Among the good causes thus far receiving aid from WCH are a youth unemployment project aimed at encouraging digital marketing careers, a scholarship to Greece’s leading fashion school, a business coaching center dedicated to re-educating the unemployed, remote island schools in need of computers for underprivileged students, and other NGOs providing similar opportunities.
That all works for me.
But where’s the hoodie fit into all this? If I’m so hyped up over recasting Greece’s national symbols, then what is WCH doing toward returning the hoodie to a place of constructive cultural prominence?
The answer to that question blew my socks off…giving me cold feet about making a pun on the subject.

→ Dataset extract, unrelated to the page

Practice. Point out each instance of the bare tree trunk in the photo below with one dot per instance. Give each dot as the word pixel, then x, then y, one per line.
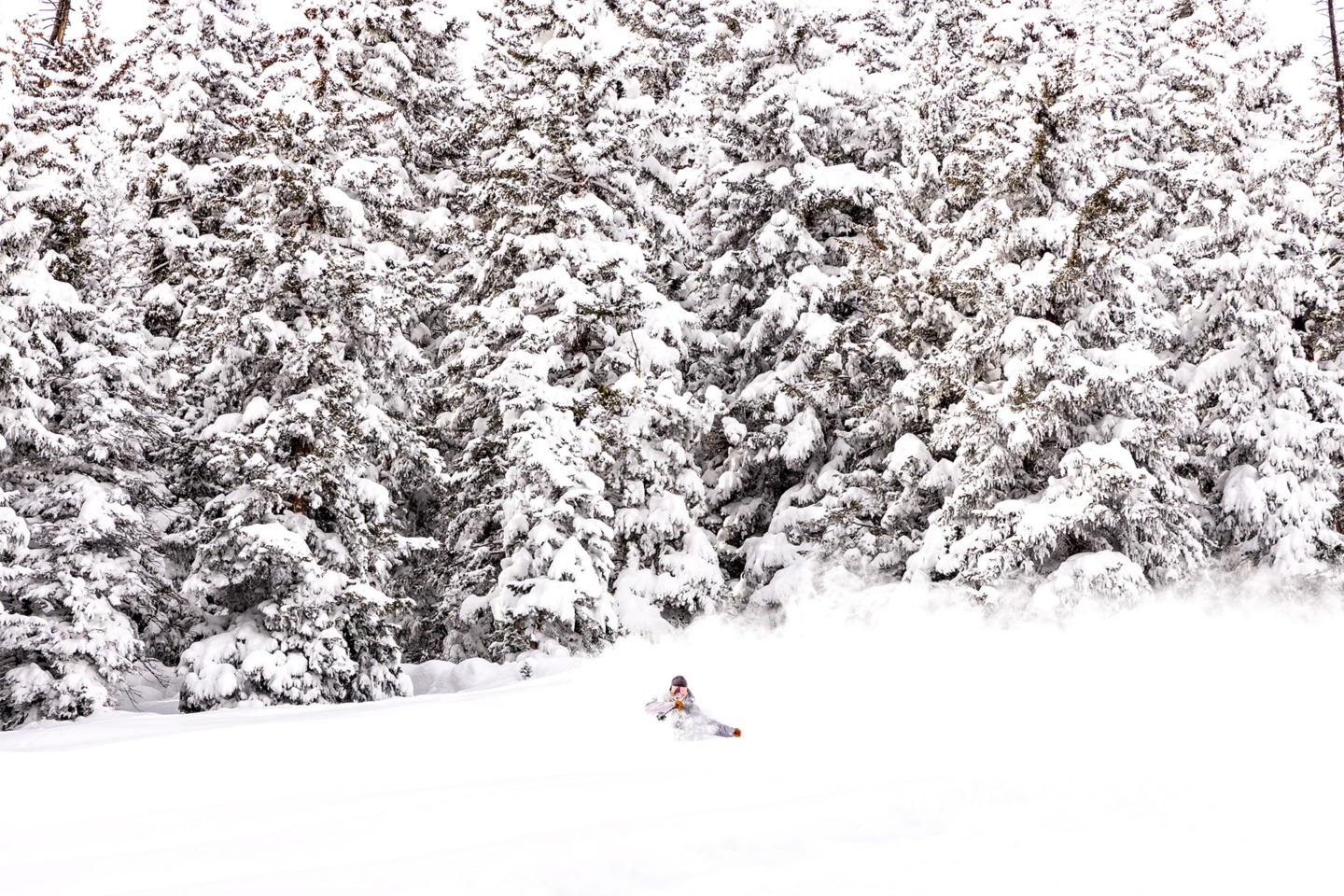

Remember that Kickstarter campaign I mentioned? Kickstarter is a global fundraising platform based in the US with the stated mission of helping to bring creative projects to life. In the instance of WCH, it’s an effort to generate international interest in WCH’s products and eleemosynary purposes by offering up an environmentally respectful, quality driven product to serve as the symbol of its company’s goal of bringing harmony to the world…in six colors no less.
You guessed it; Harmony is representing its goals in a hoodie! If you want to read more about the hoodie here’s a link, and also one to a video on WCH by its creators.
Frankly, I’m just happy to learn there are young Greeks out there doing what’s necessary to restore the hoodie and their country’s good names. Greece needs more of that. A lot more.
I must mention that this all came to my attention through Barbara, because her nephew is one of the moving forces behind WCH. But I promise you I’ve received neither a promise nor suggestion of anything in return for writing this post. Not even a light blue hoodie in size XL.